N’est-on pas trop dépendant des pays asiatiques, peut-on revenir en arrière?

Oui, aussi parce que ces pays asiatiques achètent des équipements en Europe et en Suisse. Il y a tout un savoir-faire qui est sur le Vieux Continent.

N’y a-t-il pas aussi un enjeu géopolitique?

Oui et non. D’un côté, ce sont des produits essentiels et importants. Mais, de l’autre, ils deviennent des produits de base. Pendant 40 ans, on assistait tous les 18 mois à un doublement du nombre de transistors par puce électronique et de la vitesse de calcul. Mais le niveau de miniaturisation est tel que les performances des puces se sont tassées depuis 2018. Du coup, les semi-conducteurs ne sont plus un produit de haute technologie, mais un produit de base, que tout le monde peut faire. Cela devient, en revanche, un enjeu géopolitique pour le développement de l’intelligence artificielle, car on a besoin de ces semi-conducteurs pour cela. 

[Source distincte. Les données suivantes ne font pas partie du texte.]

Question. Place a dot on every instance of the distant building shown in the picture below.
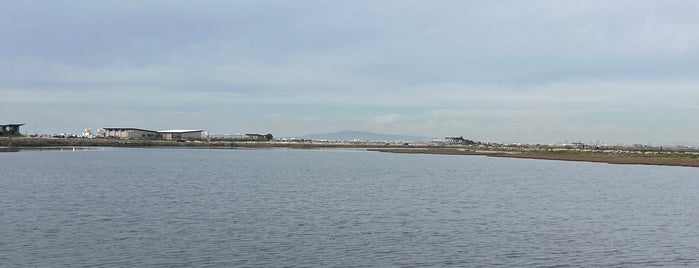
(138, 133)
(130, 133)
(459, 139)
(10, 130)
(259, 137)
(179, 134)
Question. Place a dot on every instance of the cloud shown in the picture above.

La crise du coronavirus a-t-elle inversé la course à la mondialisation?

Je dirais que cette tendance existait avant l’éclosion de la pandémie, notamment avec l’administration Trump. Il y avait des doutes, et le coronavirus a accéléré le mouvement, notamment dans le domaine des produits médicaux. On s’est rendu compte que la logique des économies d’échelle et du «moins cher» a restreint la production de certains produits à un seul pays et à une seule compagnie! On a réalisé que la mondialisation a permis la baisse des coûts grâce à l’augmentation de la production, mais cela augmente les facteurs de risque, comme en cas de pandémie. La crise des semi-conducteurs s’explique aussi par la volatilité du marché, des consommateurs et des industriels, qui ne voulaient pas s’engager en achetant de grandes quantités de semi-conducteurs alors que les usines étaient à l’arrêt. On était habitués à un marché stable, et la pandémie a fait exploser la demande de semi-conducteurs pour les appareils électroniques. Toutes les compagnies sont en train de remettre la mondialisation en question, non pas dans le sens où on ne veut plus se fournir à l’étranger, mais on veut avoir des fournisseurs supplémentaires, plus locaux.

A quelle échelle va-t-on relocaliser?

Je ne pense pas que ça sera à l’échelle d’un pays, mais plutôt d’un continent: les clients européens chercheront davantage de fournisseurs dans l’UE. A l’échelle d’un pays, cela ne vaut pas la peine. Et, puisque la différence des coûts de production ne sont pas énormes entre les pays, il y a un coup à jouer pour la Suisse. La Suisse a une industrie de micromécanique en place et une main-d’œuvre hautement qualifiée. Et c’est un pays très stable.

A quel type de conséquences vous attendez-vous ces prochaines années?

Des fournisseurs chinois vont probablement installer des usines en Europe. Et, puisque c’est un secteur qui évolue très vite, on peut voir l’émergence de nouveaux acteurs, d’une nouvelle technologie. Nous avons beaucoup d’expertise en Europe pour faire cette transformation et nous imposer comme les nouveaux leaders.

Carlos Cordon est professeur à l’IMD de Lausanne depuis 1993. Ses domaines de spécialisation sont les chaînes d’approvisionnement numériques et la stratégie.